# Correcção ortográfica: alguns conselhos para os membros



## Gerofil (7 Fev 2009 às 15:38)

*É só para voltar a lembrar a todos uma anterior mensagem elaborada pelo Vince:*

Ainda sobre o corrector ortográfico integrado no próprio fórum, ainda não apareceu no mercado um corrector para português satisfatório para este fim. Quando surgir trataremos disso.

No entanto existe uma excelente alternativa que tanto dá para este fórum como para qualquer escrita na Internet. É uma extensão para o browser Firefox, é muito fácil de instalar e bastante eficaz. A extensão foi criada conjuntamente com o Projecto Natura da Universidade do Minho e é melhorada com bastante regularidade.


O download da extensão é feito neste endereço:
*Corrector para Português Europeu *
https://addons.mozilla.org/pt-BR/firefox/addon/3155









A utilização é bastante simples. Após a instalação da extensão, num qualquer formulário de escrita (ao escrever uma mensagem por exemplo) clicar com o lado direito e escolher a opção "Languages" e seleccionar "Português" e ver se está activa a opção "Check Spelling".
Para quem tem o Firefox nativo em português estas opções estão em português.







Após as opções estarem activas, conforme se vai escrevendo um texto ele sublinha com um tracejado vermelho discreto as palavras que não encontrou no dicionário.



Para corrigir uma palavra, basta clicar com o botão direito do rato em cima da palavra dada como errada e ele apresenta algumas sugestões:











É claro que este tipo de correctores tem limitações, sobretudo em questões gramaticais e construção de frases. Se eu escrever erradamente "Hoje à nuvens no céu" como está no exemplo das imagens ele não indica nenhum erro e não sugere a alteração para "Hoje há nuvens no céu".

Outra funcionalidade interessante é a de poderem adicionar palavras ao dicionário, o que é bastante útil para termos técnicos, siglas ou estrangeirismos que usamos frequentemente e é escusado a extensão estar sempre a indicar erro.

Esta possibilidade existe apenas para o browser Firefox, não encontrei equivalente para o Internet Explorer.
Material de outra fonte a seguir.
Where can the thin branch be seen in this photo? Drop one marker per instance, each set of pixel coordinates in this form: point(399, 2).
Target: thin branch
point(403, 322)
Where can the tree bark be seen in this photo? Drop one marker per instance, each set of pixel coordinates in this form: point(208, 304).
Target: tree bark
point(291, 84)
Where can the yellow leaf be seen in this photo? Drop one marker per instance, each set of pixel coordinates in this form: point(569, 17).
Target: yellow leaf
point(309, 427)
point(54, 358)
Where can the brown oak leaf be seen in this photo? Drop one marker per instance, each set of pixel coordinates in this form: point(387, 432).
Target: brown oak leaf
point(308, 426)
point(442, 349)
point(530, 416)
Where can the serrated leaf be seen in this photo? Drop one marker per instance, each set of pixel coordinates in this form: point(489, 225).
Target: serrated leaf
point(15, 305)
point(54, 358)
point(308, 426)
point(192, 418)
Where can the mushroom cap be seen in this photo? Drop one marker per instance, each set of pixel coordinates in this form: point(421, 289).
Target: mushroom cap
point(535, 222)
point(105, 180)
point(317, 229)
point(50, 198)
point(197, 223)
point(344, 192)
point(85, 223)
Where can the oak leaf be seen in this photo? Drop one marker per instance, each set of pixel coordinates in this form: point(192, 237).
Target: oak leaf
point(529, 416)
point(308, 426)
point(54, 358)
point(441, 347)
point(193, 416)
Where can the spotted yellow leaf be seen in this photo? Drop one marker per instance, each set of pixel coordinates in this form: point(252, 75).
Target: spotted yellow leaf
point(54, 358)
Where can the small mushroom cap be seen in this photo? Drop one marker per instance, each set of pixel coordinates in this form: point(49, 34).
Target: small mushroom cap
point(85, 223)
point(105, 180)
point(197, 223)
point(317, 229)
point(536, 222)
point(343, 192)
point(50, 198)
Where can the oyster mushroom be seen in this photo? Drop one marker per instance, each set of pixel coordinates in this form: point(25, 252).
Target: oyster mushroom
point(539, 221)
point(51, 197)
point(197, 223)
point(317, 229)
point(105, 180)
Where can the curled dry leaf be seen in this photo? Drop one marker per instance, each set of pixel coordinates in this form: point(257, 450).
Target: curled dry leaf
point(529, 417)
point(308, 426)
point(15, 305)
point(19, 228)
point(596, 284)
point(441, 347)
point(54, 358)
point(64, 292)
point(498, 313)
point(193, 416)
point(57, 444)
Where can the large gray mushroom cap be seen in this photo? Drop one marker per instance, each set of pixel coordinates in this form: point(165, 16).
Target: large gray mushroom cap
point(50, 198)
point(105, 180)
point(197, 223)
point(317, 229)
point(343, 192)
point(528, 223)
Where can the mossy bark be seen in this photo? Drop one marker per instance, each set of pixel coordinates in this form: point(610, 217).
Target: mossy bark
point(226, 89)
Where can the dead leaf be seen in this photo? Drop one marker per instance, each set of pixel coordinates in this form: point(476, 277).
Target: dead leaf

Mas quem precisa do IE se pode ter o Firefox com as suas centenas de maravilhosas extensões ? 

Para quem não tem, o download do Firefox pode ser feito aqui:
http://www.mozilla-europe.org/


----------



## *Dave* (7 Fev 2009 às 16:18)

*Re: Correcção otográfica: alguns conselhos para os membros*

Erro ortográfico no titulo.

"Correcção otográfica" =/= "correcção ortográfica"


----------



## AnDré (7 Fev 2009 às 16:38)

*Re: Correcção otográfica: alguns conselhos para os membros*



*Dave* disse:


> Erro ortográfico no titulo.
> 
> "Correcção otográfica" =/= "correcção ortográfica"



O que vale é que nada escapa aqui no fórum!
O que é óptimo! Significa que nada do que se escreve é em vão! 

A moderação agradece *Dave*

---------------------

De facto esta ferramenta é muito útil. Recomendo a todos


----------



## Gerofil (7 Fev 2009 às 16:48)

*Re: Correcção otográfica: alguns conselhos para os membros*



*Dave* disse:


> Erro ortográfico no titulo.
> 
> "Correcção otográfica" =/= "correcção ortográfica"





Obviamente, para chamar a atenção de alguém mais atento !

Mas obrigado na mesma pela chamada de atenção.


----------



## *Dave* (7 Fev 2009 às 20:55)

*Re: Correcção otográfica: alguns conselhos para os membros*



Gerofil disse:


> Obviamente, para chamar a atenção de alguém mais atento !
> 
> Mas obrigado na mesma pela chamada de atenção.



E acabou por chamar... pelo menos a minha .


A ferramenta é de facto muito boa e sempre útil


----------



## Minho (7 Fev 2009 às 23:39)

Para os utilizadores de IE

Para o IE também existe um corrector ortográfico IE7Pro: http://www.ie7pro.com/
Não sei se funciona bem ou mal porque só uso Firefox mas parece-me que para correcção de erros faz o mesmo que o plugin do Firefox


----------